Face à la souffrance précoce des enfants, les réponses qui avaient été proposées jusqu'à la fin de l'année 1996 avaient été unanimement reconnues comme non adaptées. Aussi bien dans le domaine des services sociaux, où les professionnels reconnaissaient avoir de plus en plus de difficultés à s'appuyer sur les cellules familiales pour intervenir car les situations de rupture et d'éclatement étaient de plus en plus fréquentes et les situations de rejet des enfants de plus en plus précoces. Ainsi qu'au niveau de l'école, où l'échec scolaire qui y était associé apparaissait comme ‘"un problème insurmontable au point que les responsables de l'académie s'interrogent sur l'inadaptation du système aux diversités culturelles et aux spécificités de Vaulx-en-Velin" 5 ’. Ainsi l'Education Nationale reconnaissait que les moyens dont elle s'était dotée pour contrecarrer l'échec scolaire en répondant efficacement aux difficultés des élèves étaient insuffisants pour les villes de banlieue.

En effet, si nous reprenons l'article premier des missions des écoles maternelles et élémentaires 6, celles-là même qui nous intéressent, nous lisons ceci : ‘"L'école favorise l'ouverture de l'élève sur le monde et assure, conjointement avec la famille, l'éducation globale de l'enfant.
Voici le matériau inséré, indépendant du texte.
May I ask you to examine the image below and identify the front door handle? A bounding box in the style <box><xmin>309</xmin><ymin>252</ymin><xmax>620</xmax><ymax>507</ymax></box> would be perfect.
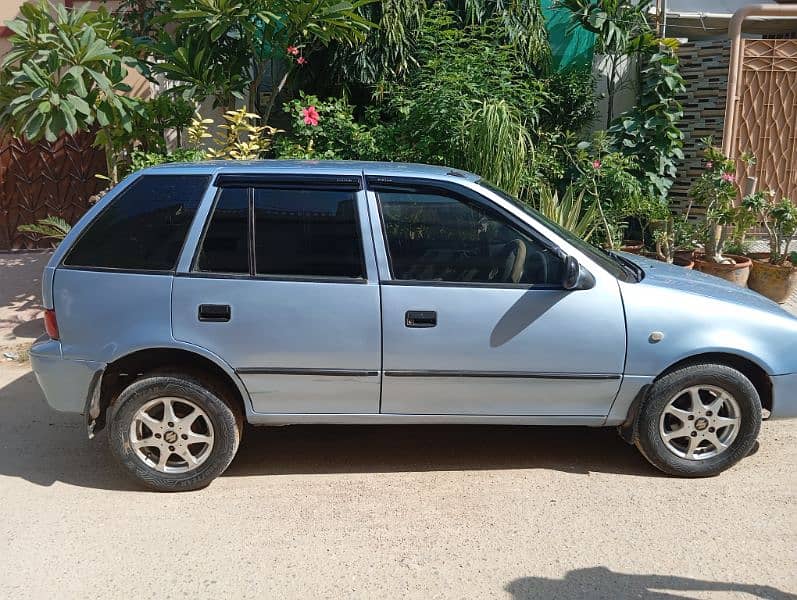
<box><xmin>199</xmin><ymin>304</ymin><xmax>231</xmax><ymax>323</ymax></box>
<box><xmin>404</xmin><ymin>310</ymin><xmax>437</xmax><ymax>327</ymax></box>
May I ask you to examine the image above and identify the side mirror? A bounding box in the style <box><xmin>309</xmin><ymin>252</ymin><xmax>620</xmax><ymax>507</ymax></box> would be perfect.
<box><xmin>562</xmin><ymin>256</ymin><xmax>595</xmax><ymax>291</ymax></box>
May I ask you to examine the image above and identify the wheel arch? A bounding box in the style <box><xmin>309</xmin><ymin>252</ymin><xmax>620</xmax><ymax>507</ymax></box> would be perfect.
<box><xmin>97</xmin><ymin>346</ymin><xmax>249</xmax><ymax>431</ymax></box>
<box><xmin>618</xmin><ymin>352</ymin><xmax>773</xmax><ymax>444</ymax></box>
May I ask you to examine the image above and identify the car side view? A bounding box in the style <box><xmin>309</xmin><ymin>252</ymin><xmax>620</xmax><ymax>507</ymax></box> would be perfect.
<box><xmin>31</xmin><ymin>161</ymin><xmax>797</xmax><ymax>490</ymax></box>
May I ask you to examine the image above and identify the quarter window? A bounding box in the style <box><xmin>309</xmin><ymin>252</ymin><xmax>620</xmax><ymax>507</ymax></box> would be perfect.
<box><xmin>64</xmin><ymin>175</ymin><xmax>210</xmax><ymax>271</ymax></box>
<box><xmin>254</xmin><ymin>188</ymin><xmax>365</xmax><ymax>278</ymax></box>
<box><xmin>378</xmin><ymin>188</ymin><xmax>562</xmax><ymax>285</ymax></box>
<box><xmin>197</xmin><ymin>188</ymin><xmax>249</xmax><ymax>275</ymax></box>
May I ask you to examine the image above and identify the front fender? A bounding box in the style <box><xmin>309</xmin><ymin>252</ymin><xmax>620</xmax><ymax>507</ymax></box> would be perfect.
<box><xmin>621</xmin><ymin>282</ymin><xmax>797</xmax><ymax>376</ymax></box>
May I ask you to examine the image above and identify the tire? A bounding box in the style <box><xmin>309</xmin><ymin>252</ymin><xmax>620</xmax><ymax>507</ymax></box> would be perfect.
<box><xmin>109</xmin><ymin>373</ymin><xmax>243</xmax><ymax>492</ymax></box>
<box><xmin>633</xmin><ymin>363</ymin><xmax>761</xmax><ymax>477</ymax></box>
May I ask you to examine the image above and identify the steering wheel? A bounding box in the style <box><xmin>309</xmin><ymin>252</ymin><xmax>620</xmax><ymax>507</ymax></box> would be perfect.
<box><xmin>500</xmin><ymin>238</ymin><xmax>526</xmax><ymax>283</ymax></box>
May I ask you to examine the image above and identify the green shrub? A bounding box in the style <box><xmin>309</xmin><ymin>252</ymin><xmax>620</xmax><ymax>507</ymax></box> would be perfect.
<box><xmin>274</xmin><ymin>93</ymin><xmax>379</xmax><ymax>160</ymax></box>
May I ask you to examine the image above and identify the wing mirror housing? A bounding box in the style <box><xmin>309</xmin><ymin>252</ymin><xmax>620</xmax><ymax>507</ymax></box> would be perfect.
<box><xmin>562</xmin><ymin>256</ymin><xmax>595</xmax><ymax>291</ymax></box>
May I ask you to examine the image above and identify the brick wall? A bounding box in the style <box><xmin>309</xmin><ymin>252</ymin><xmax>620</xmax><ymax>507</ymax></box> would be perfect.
<box><xmin>670</xmin><ymin>40</ymin><xmax>731</xmax><ymax>215</ymax></box>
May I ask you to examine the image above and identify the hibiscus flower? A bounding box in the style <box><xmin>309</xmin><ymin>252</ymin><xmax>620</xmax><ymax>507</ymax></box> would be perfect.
<box><xmin>302</xmin><ymin>106</ymin><xmax>319</xmax><ymax>127</ymax></box>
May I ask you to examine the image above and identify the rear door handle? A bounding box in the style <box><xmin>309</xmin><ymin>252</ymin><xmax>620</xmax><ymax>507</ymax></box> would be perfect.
<box><xmin>404</xmin><ymin>310</ymin><xmax>437</xmax><ymax>327</ymax></box>
<box><xmin>199</xmin><ymin>304</ymin><xmax>231</xmax><ymax>323</ymax></box>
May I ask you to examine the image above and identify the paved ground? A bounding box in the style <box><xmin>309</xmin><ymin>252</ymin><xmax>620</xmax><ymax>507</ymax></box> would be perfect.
<box><xmin>0</xmin><ymin>255</ymin><xmax>797</xmax><ymax>600</ymax></box>
<box><xmin>0</xmin><ymin>363</ymin><xmax>797</xmax><ymax>600</ymax></box>
<box><xmin>0</xmin><ymin>252</ymin><xmax>50</xmax><ymax>360</ymax></box>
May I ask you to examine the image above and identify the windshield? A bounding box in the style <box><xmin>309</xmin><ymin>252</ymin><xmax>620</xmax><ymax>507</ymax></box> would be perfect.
<box><xmin>477</xmin><ymin>179</ymin><xmax>640</xmax><ymax>281</ymax></box>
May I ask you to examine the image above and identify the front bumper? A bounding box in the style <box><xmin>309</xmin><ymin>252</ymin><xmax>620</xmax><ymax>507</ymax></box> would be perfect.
<box><xmin>30</xmin><ymin>339</ymin><xmax>105</xmax><ymax>414</ymax></box>
<box><xmin>770</xmin><ymin>373</ymin><xmax>797</xmax><ymax>419</ymax></box>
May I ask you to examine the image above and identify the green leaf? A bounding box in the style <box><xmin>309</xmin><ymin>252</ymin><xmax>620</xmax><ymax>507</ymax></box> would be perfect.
<box><xmin>67</xmin><ymin>94</ymin><xmax>91</xmax><ymax>115</ymax></box>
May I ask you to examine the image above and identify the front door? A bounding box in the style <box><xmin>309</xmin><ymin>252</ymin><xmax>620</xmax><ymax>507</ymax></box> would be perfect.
<box><xmin>369</xmin><ymin>181</ymin><xmax>625</xmax><ymax>417</ymax></box>
<box><xmin>172</xmin><ymin>177</ymin><xmax>381</xmax><ymax>414</ymax></box>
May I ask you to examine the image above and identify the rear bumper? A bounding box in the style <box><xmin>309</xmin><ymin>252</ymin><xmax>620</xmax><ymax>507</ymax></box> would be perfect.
<box><xmin>770</xmin><ymin>373</ymin><xmax>797</xmax><ymax>419</ymax></box>
<box><xmin>30</xmin><ymin>339</ymin><xmax>105</xmax><ymax>414</ymax></box>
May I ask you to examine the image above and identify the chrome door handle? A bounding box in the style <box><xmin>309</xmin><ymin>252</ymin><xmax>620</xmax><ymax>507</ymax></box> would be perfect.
<box><xmin>404</xmin><ymin>310</ymin><xmax>437</xmax><ymax>327</ymax></box>
<box><xmin>198</xmin><ymin>304</ymin><xmax>232</xmax><ymax>323</ymax></box>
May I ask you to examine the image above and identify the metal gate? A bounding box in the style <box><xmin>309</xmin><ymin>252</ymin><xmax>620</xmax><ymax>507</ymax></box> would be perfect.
<box><xmin>731</xmin><ymin>39</ymin><xmax>797</xmax><ymax>202</ymax></box>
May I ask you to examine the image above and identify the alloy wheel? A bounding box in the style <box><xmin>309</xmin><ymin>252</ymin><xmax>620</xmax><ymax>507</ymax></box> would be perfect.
<box><xmin>130</xmin><ymin>397</ymin><xmax>214</xmax><ymax>473</ymax></box>
<box><xmin>659</xmin><ymin>385</ymin><xmax>741</xmax><ymax>460</ymax></box>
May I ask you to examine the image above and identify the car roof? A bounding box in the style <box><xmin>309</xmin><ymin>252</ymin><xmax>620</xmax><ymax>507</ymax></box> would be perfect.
<box><xmin>144</xmin><ymin>160</ymin><xmax>480</xmax><ymax>181</ymax></box>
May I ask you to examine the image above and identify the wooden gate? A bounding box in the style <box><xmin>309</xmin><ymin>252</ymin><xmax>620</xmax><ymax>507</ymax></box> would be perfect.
<box><xmin>0</xmin><ymin>133</ymin><xmax>106</xmax><ymax>250</ymax></box>
<box><xmin>731</xmin><ymin>39</ymin><xmax>797</xmax><ymax>202</ymax></box>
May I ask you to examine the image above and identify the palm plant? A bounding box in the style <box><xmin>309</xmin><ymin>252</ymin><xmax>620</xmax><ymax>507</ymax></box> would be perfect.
<box><xmin>0</xmin><ymin>0</ymin><xmax>140</xmax><ymax>183</ymax></box>
<box><xmin>332</xmin><ymin>0</ymin><xmax>551</xmax><ymax>86</ymax></box>
<box><xmin>136</xmin><ymin>0</ymin><xmax>372</xmax><ymax>122</ymax></box>
<box><xmin>462</xmin><ymin>99</ymin><xmax>531</xmax><ymax>196</ymax></box>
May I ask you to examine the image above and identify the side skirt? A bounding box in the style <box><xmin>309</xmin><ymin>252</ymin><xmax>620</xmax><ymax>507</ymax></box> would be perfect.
<box><xmin>247</xmin><ymin>413</ymin><xmax>606</xmax><ymax>427</ymax></box>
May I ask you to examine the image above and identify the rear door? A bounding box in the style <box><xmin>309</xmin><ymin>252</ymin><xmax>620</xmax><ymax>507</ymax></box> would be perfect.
<box><xmin>172</xmin><ymin>175</ymin><xmax>381</xmax><ymax>414</ymax></box>
<box><xmin>368</xmin><ymin>178</ymin><xmax>626</xmax><ymax>422</ymax></box>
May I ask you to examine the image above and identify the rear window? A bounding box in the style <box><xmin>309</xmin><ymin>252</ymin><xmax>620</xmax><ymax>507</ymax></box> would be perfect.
<box><xmin>64</xmin><ymin>175</ymin><xmax>210</xmax><ymax>271</ymax></box>
<box><xmin>254</xmin><ymin>189</ymin><xmax>365</xmax><ymax>279</ymax></box>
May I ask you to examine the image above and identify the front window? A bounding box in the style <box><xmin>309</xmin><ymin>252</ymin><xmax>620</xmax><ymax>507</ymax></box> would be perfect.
<box><xmin>64</xmin><ymin>175</ymin><xmax>210</xmax><ymax>271</ymax></box>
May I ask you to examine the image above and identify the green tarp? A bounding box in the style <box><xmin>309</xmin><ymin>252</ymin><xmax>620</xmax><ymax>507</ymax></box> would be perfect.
<box><xmin>541</xmin><ymin>0</ymin><xmax>595</xmax><ymax>71</ymax></box>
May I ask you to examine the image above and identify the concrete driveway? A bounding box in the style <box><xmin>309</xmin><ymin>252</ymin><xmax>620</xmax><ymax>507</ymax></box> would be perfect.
<box><xmin>0</xmin><ymin>363</ymin><xmax>797</xmax><ymax>600</ymax></box>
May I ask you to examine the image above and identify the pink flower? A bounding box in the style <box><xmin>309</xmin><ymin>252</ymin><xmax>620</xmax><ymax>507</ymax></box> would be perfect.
<box><xmin>302</xmin><ymin>106</ymin><xmax>319</xmax><ymax>127</ymax></box>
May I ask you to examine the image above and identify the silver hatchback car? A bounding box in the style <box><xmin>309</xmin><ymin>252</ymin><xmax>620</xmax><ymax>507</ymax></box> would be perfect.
<box><xmin>31</xmin><ymin>161</ymin><xmax>797</xmax><ymax>490</ymax></box>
Elle a pour objectif la réussite de chaque élève en offrant les mêmes chances à chacun d'entre eux. Elle assure la continuité des apprentissages."’

Les responsables de l'éducation des enfants des banlieues prenaient conscience que l'école n'était plus à même de remplir sa mission globale, en majeure partie parce qu'elle ne pouvait plus compter sur l'irremplaçable éducation donnée par les familles, comme cela avait été le cas il y a encore quelques années.

Le réseau d'aides spécialisées aux élèves en difficulté dans lequel nous exerçons, est une structure faisant partie intégrante des moyens mis en oeuvre par l'Education Nationale afin de réduire l'échec scolaire. L'équipe d'un réseau est constituée de personnel allant du maître spécialisé au psychologue en passant par le rééducateur et, vise à apporter comme son nom l'indique des aides spécifiques et différenciées aux élèves en difficulté. Notre structure est implantée sur huit écoles maternelles et élémentaires du Mas du Taureau 7. C'est au sein de ce contexte social et professionnel que nous avons mené notre recherche.

En effet, dans notre pratique de psychopédagogue, il n'est pas rare de rencontrer des enfants, présentés par les enseignants comme étant hermétiques aux apprentissages. Au cours de discussions avec ces enfants qui n'avaient pas appris à lire après un premier cours préparatoire, ou qui n'entraient pas dans l'apprentissage de la lecture en cours de CP, nous nous sommes aperçue qu'il existait d'importantes confusions préalables concernant l'activité de lecture.

Nous observions :

De plus, lorsque nous mettions ces enfants en situation de résoudre les épreuves caractéristiques d'un examen opératoire (conservation de la substance, classification hiérarchique des animaux, sériation et correspondance terme à terme), nous obtenions des réponses d'une extrême pauvreté, et peu significatives des périodes pré-opératoire et opératoire concrète. Périodes dont ces enfants, de par leur âge, auraient dû relever. De ce fait, l'examen et le diagnostic qui en découlaient ne nous satisfaisaient nullement. Il fallait à notre sens aller plus avant dans l'organisation cognitive de ces enfants afin de détecter ce qui leur posait problème pour entrer dans les apprentissages.

Notes
1.

"Temps Modernes, janv. 92. "Banlieues : relégation ou citoyenneté"". M. CHARRIER, Maire de Vaulx-en-Velin.

2.

Lyon XXI comprend la majorité des écoles de la commune, vingt-cinq.

3.

"La souffrance psychologique des enfants et des jeunes" Etude commanditée par la Préfecture du Rhône, le Conseil Général du Rhône et la ville de Vaulx-en-Velin.

4.

Idem p.63.

5.

Idem p.21.

6.

Décret n° 90.788 du Bulletin Officiel du 6 septembre 1990.

7.

Des émeutes, dûment médiatisées, se sont déroulées au Mas du Taureau en 1990 suite à la mort d'un jeune du quartier.